UK Government plans to introduce plain packaging for cigarettes will only make the problem worse.
"Plans for plain packaging are simply playing into the hands of organized criminals and counterfeiters because it will be so much easier to make copies," He said.
A study carried out in the UK by the Tax Payers Alliance in April this year found £12.2 billion was lost to the illegal cigarette trade in the financial year 2009-2010, while as much as 50% of hand rolled tobacco is illicit.
An investigation by UK trading standards chiefs in 2011 found asbestos in a haul of bootlegged cigarettes from Russia. Many of those tested contained toxins, including industrial chemicals and asbestos lined Chinese drywall.
Reader Comments
Most of the in-store brands taste foul anyway and are saturated with chemicals.. And a message to any sott readers who dabble in the dark art of toking.....give that sh#t up. Glass sprayed on the buds, numerous chemicals to bulk up the weight. A nameless source who I won't identify out of respect has also told me how he has purchased hashish containing melted vinyl, crushed records!
Horrible stuff.
Drug dealers and producers......psychopaths? The latter provide a more convincing case. The former, well there are infinite varieties of contexts and circumstances.

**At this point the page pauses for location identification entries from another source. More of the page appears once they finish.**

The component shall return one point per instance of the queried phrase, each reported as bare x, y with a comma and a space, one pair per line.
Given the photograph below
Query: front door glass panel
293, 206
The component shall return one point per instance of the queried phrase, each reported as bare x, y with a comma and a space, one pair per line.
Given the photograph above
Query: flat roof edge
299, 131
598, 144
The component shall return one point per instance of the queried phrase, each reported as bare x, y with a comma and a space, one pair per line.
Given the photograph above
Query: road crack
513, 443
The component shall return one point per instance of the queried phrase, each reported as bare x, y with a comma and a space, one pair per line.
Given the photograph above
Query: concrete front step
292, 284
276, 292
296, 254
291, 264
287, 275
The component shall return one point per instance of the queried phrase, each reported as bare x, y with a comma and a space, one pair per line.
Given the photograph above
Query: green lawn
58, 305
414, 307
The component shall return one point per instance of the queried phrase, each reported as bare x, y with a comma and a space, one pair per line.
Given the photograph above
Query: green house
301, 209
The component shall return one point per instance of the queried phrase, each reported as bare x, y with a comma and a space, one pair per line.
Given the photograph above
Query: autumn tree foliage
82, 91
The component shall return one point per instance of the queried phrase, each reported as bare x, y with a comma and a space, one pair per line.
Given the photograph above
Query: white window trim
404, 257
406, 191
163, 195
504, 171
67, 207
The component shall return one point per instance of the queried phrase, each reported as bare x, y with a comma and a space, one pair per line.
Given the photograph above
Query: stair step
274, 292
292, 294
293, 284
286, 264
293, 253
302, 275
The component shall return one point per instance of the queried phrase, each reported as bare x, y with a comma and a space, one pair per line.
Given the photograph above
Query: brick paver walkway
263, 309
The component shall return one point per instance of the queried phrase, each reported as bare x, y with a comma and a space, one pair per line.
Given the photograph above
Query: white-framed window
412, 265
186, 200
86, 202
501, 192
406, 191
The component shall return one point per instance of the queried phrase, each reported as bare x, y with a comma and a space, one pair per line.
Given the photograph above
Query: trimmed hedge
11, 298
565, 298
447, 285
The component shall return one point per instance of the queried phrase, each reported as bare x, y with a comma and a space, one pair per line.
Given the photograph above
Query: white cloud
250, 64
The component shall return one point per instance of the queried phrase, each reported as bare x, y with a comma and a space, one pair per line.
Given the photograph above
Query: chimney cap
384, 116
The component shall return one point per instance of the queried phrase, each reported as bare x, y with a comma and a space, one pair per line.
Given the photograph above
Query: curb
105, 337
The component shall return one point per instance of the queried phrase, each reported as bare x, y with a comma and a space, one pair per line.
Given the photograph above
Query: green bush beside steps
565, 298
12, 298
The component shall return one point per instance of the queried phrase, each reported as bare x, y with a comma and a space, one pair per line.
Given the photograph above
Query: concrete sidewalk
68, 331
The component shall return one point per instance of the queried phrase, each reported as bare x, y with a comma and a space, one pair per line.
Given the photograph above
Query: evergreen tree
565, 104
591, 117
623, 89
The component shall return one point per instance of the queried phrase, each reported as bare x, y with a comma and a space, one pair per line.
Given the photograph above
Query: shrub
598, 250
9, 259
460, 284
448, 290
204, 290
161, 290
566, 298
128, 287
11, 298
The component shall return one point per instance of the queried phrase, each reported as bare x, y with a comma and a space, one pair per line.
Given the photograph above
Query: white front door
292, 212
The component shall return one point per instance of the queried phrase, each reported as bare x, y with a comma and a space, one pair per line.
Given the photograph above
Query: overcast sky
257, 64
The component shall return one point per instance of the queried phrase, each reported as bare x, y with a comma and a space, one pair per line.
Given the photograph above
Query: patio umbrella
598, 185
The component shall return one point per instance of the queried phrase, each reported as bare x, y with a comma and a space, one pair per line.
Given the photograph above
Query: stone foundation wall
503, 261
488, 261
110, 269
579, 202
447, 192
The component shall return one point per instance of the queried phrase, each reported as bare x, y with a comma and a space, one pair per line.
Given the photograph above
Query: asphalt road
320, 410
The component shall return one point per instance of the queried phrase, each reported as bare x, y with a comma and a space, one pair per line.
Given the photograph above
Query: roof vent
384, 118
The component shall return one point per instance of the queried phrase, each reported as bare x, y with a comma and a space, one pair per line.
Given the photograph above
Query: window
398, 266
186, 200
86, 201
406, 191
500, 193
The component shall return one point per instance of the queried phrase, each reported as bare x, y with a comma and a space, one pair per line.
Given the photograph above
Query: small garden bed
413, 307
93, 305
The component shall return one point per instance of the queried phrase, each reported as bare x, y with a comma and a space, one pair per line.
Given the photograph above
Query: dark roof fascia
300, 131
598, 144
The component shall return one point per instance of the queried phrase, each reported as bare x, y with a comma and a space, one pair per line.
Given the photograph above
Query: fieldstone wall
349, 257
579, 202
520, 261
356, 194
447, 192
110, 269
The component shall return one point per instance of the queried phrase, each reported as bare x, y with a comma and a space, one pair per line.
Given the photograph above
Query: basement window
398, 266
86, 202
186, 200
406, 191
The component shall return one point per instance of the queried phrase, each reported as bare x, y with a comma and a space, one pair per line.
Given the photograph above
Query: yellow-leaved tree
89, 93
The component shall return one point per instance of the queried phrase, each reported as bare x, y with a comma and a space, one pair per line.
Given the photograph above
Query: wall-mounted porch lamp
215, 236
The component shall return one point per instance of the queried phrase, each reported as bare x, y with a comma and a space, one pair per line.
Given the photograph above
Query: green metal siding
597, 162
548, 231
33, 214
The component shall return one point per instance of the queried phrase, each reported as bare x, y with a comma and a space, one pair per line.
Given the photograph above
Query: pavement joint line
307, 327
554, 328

Now, is it it worth taking these substances into your lungs and throat just for a temporary illusory sensation of relaxation? And just THINK what it must be doing to the minds of the partakers, neuro-chemically!
Absolutely toxic filth, avoid it like the plague (!), and mainstream tobacco (albeit to a lesser extent if finding clean tobacco proves to be difficult).
The people who create (urgh? poor phrasing!) the "tobacco" in this article need to be identified, apprehended and prosecuted. And this article needs to be circulated, particularly if any of you know people who like a wee bargain.
Never in my entire life have I shopped with more discernment, for everything. It's a form of OCD that pays dividends big time! You get what you pay for....in every aspect of life, I am learning.






found that 31% of cigarettes were either bogus or bought abroad.
So 69% was normal store bought ones?